The necessary number of observations in relation to the number of input variables to ensure accurate results in cluster analysis has previously been reported to be 70 observations per input variable [29]. This value is higher than that required for supervised machine learning [30, 31], suggesting more challenging requirements for unsupervised vs supervised approaches. As the number of participants per input variable was much higher in our study (230 participants per variable in the training set), and we observed consistent results in training and test datasets (both of which respected the necessary observation/input ratio), we believe that our sample size was certainly adequate. One limitation may be that, among all investigated outcomes, only some showed differences among clusters. On the other hand, we considered only five variables for cluster definition: given that such limited data were exploited for GDM cluster definition, it is plausible that the identified clusters may not yield all the clinical information of possible interest. In fact, the extent of the clinical information provided by our cluster definition aligns reasonably with the limited data required.
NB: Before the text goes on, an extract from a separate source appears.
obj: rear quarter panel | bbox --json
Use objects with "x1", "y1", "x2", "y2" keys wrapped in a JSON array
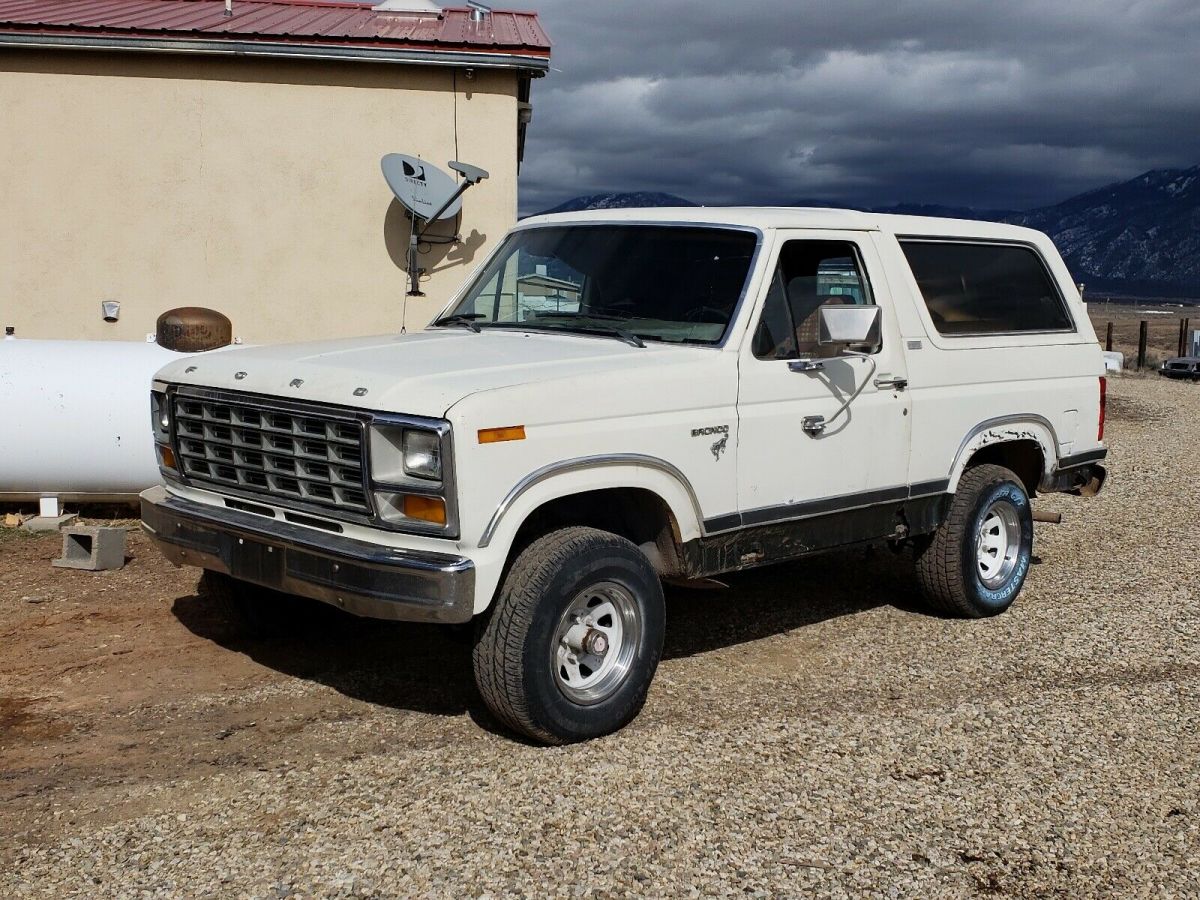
[{"x1": 878, "y1": 229, "x2": 1104, "y2": 491}]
In summary, our study identifies novel GDM subgroups through unsupervised machine learning using routine clinical variables. The subgroups derived by cluster analysis showed remarkable differences in terms of glucose-lowering medication needs and treatment modalities (e.g. rapid-acting vs intermediate- or long-acting insulin), which is of major clinical relevance. In general, therefore, our methodology holds promises for guiding personalised treatment strategies and enhancing our understanding of GDM heterogeneity.